I have been considering what things I am most excited for. They are simple things, like:

-being able to zip up my coat

-wearing pants with a normal waistband (even if they are my fat girl pants)

-seeing Chad hold his son for the first time (I am lucky and got to hold him for 9 months)

-not working- I know that I will still have stresses but I am ready for the change

-being able to work out- my body is ready to go for a run and push myself

Through out this pregnancy, I have often been told how hard this will be. The delivery and falling into the role of a mother but right now, I can't focus on the hard parts. Right now I just need to focus on the positive, on the things that are making me excited. Although I have been highly grateful for everyone's honesty and their experiences (truly, I have learned so much from others) I need to keep in mind why I got myself in this situation in the first place. Its easy to get overwhelmed considering everything that your body and emotions go through, there have been times where I have jokingly thought to myself "what was I thinking?!"

Lastly, I really need to pack my hospital bag but CANNOT bring myself to do it. Why is that? Its almost like I think of the things I need to bring and get overwhelmed and avoid it. What things did you take to the hospital that you were glad to have? What should I pack for my hospital bag? Share your wisdom!
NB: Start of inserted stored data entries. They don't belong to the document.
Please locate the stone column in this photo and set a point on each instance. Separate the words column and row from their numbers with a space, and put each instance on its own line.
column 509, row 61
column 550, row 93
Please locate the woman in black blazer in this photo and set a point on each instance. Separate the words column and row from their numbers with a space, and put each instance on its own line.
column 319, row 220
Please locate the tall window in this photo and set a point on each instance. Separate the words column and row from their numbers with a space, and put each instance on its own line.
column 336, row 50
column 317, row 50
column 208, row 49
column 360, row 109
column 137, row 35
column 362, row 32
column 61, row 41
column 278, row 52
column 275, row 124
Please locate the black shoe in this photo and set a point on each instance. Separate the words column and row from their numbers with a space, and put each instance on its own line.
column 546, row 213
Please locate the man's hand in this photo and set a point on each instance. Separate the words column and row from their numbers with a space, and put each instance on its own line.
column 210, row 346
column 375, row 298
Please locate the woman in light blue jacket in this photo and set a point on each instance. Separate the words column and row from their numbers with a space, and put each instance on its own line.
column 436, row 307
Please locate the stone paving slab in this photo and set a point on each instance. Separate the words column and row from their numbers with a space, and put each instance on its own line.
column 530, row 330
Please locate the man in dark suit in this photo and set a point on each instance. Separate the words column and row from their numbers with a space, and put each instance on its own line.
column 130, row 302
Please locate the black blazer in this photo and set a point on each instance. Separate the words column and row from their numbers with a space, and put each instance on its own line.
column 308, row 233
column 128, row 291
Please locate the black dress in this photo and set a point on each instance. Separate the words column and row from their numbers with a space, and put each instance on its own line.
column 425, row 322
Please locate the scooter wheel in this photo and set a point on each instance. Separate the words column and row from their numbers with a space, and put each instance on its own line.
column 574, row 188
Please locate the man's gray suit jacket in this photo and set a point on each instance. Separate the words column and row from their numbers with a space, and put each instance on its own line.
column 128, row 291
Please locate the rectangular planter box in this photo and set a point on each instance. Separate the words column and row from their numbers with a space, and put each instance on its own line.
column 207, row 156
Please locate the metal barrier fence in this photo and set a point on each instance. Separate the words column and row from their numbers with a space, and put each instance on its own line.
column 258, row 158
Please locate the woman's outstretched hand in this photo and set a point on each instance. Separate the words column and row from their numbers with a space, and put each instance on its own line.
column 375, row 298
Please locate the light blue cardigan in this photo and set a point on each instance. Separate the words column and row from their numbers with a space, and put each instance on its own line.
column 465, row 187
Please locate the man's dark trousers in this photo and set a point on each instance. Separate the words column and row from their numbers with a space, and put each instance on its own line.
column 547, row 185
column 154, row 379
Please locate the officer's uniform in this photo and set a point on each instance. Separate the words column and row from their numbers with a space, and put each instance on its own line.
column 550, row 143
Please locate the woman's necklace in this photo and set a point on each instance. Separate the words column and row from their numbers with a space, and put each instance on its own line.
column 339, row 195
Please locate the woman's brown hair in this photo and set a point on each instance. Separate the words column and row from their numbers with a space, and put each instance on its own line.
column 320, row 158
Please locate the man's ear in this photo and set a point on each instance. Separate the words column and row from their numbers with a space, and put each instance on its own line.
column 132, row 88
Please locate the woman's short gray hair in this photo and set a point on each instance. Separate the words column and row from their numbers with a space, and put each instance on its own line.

Happy Monday and a Happy New Year!

Hil

4 comments:

The Almonds said...
This comment has been removed by the author.
The Almonds said...

A couple things that I had at the hospital with me that were really nice, were nice comfy clothes, sports bras are fantastic those first few days. Also bring some underwear :) the ones the hospital give you to wear are horrible they are gross mesh underwear.

Haley said...

Oh Hil I've been thinking about you all weekend! I'm so excited for you guys! You are so wonderful for remembering "why I did this in the first place." Geddy is going to completely change your life - but before long you won't be able to remember life without him! He'll fill a hole in your heart you never knew you had! :)

Chad de Lisle said...

I just want the little dude to get here already! ps. if you don't pack a hospital bag you are grounded missy.